Closed Skillz4Killz closed 4 years ago
muddyfish
commented
4 years ago If this were to be implemented, it would be best to have it reference a message id that the content was generated from so TNS can use that to determine the likeness of the processed message and the user input
Lachee
commented
4 years ago Why can't you just report the message like normal?
AltriusRS
commented
4 years ago Why can't you just report the message like normal?
"A malicious user decided to make bots say "bad"(doxing) things using certain features on the bots and then mass reporting it." Literally any user-generated content that is possibly breaking ToS can be reported, reporting a mesage like normal is not possible because it is the malicious users reporting, not you.
a "containsUserContent" property would be useful to prevent a bot from being insta banned for having malicious users report their own ToS breaking content by linking their message's content to the message in question allowing for TnS to review the message which caused the generated content to occur, and the message resulting from said generated content.
LikeLakers2
commented
4 years ago I can't help but see this suggestion as more of a band-aid.
There's far too many bots for T&S to reasonably have a list of where UGC could be and where it couldn't be. Even if you have a property that tells T&S that a message has UGC in it, they would still have to figure out what part of the message is UGC, and what part is your bot's doing -- something that isn't always that easy.
It's easy for T&S to know that a role name shown through <@&ROLE_ID>, or something like a nickname on your bot, could be UGC. In those cases, T&S would probably just clear the bot's nickname, or notify the guild owner that their role name is against ToS. However, stuff like dumping a copy of the rules into a user's DMs, or putting a message through a webhook, isn't so easy to figure out -- even if T&S has your source code on hand, the message is still coming through your bot, leading to a level of uncertainty.
My suggestion, if a bot includes hard-to-verify UGC, is to subject that UGC to an approval process. You don't have to stop using UGC -- you just need to make sure that what's being sent isn't something that might get your bot banned. This also ensures that you aren't just implicitly trusting user input (in more ways than just "will this compromise my server?").
AltriusRS
commented
4 years ago your suggestion of approving UGC is actually a very good one, but i will tack on the idea of providing a notice that the UGC in question is subject to approval by the bot's developers and that the bot cannot be held responsible for said UGC until it has been approved. in the event the UGC is disapproved then simply clear said UGC and inform the guild owner in question that the UGC was not satisfactory.

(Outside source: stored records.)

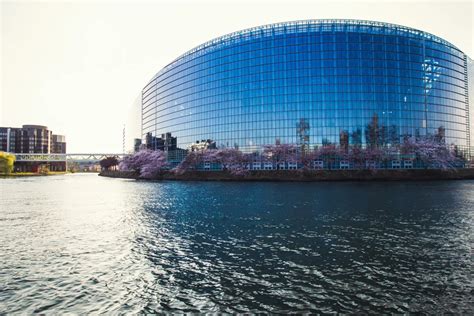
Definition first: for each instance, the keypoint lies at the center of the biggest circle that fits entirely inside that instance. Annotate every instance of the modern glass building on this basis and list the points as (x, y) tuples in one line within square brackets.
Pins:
[(311, 83)]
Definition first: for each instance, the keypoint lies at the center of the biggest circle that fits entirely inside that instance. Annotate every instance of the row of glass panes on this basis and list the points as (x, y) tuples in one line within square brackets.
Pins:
[(309, 83), (239, 48), (240, 75), (299, 90)]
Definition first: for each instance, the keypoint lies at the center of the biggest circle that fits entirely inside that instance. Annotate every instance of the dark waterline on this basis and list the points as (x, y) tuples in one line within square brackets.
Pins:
[(83, 243)]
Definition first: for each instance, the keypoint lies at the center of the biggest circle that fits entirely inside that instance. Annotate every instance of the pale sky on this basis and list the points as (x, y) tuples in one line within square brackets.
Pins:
[(78, 66)]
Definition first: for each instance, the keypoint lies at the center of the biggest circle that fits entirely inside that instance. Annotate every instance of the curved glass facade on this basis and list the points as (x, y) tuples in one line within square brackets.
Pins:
[(310, 82)]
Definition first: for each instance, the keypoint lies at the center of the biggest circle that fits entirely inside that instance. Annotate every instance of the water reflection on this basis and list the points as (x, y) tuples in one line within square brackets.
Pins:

I am also of the opinion that the containsUserProperty solution is a band-aid on a larger problem, but it is a step that could be made in the right direction to provide more faith in the report system to not be abused and get your bot banned for user generated content
jhgg
commented
4 years ago This is not something we're going to pursue for a variety of reasons, one main one being that people would just simply set this flag to true by default, or not understand the nuance.

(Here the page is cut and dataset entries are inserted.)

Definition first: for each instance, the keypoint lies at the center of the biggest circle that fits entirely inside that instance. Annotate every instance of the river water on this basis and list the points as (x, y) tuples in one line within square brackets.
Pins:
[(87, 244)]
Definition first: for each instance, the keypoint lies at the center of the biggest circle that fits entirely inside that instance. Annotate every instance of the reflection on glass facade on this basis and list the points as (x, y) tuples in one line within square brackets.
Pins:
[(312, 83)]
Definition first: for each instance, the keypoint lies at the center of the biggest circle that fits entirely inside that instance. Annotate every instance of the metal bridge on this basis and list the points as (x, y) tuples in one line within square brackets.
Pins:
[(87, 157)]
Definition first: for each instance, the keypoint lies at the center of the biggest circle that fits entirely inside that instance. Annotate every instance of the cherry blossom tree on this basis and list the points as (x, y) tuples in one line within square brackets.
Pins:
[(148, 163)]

The problem is not with the API, but with the enforcement of ToS - and this is something our T&S team is continuously improving. No, your bot should not get banned if someone uses it to do something bad and mass reports it. That problem is on us, not you.
Description
A new property that bots can send in messages that can be checked by TnS team whether a message from a bot contains user-generated content.
Why This is Needed
A malicious user decided to make bots say "bad"(doxing) things using certain features on the bots and then mass reporting it.

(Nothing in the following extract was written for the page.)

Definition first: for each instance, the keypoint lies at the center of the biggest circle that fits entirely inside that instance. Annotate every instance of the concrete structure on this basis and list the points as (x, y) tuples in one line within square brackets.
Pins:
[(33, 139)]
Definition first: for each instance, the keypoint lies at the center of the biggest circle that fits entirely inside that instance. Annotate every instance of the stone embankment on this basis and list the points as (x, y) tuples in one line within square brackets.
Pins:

5 bots were reported and 4 of them were banned. The 5th wasn't banned because most likely it was one of the largest bots on Discord and would cause a nightmare having that bot banned. TnS were also against appealing the bans on the 4 bots until the large bots developer got involved and having to do a ton of research and data gathering and reporting to a Discord staffer directly.
Alternatives Considered
Sending all bot messages that contain any form of user generated content through Webhooks
Including but not limited to: tags, afk, welcome/goodbye messages, say command, quote command, command usage error alerts, role reactions embeds, any embeds in general even like in rules channels, roleinfo, userinfo commands.
Additional Details
Although this flag should not automatically make TnS think this bot is not malicious. It should help TnS avoid unnecessarily insta-banning bots without first giving a proper thorough investigation.
Or at the least TnS should give verified bots a thorough review before banning.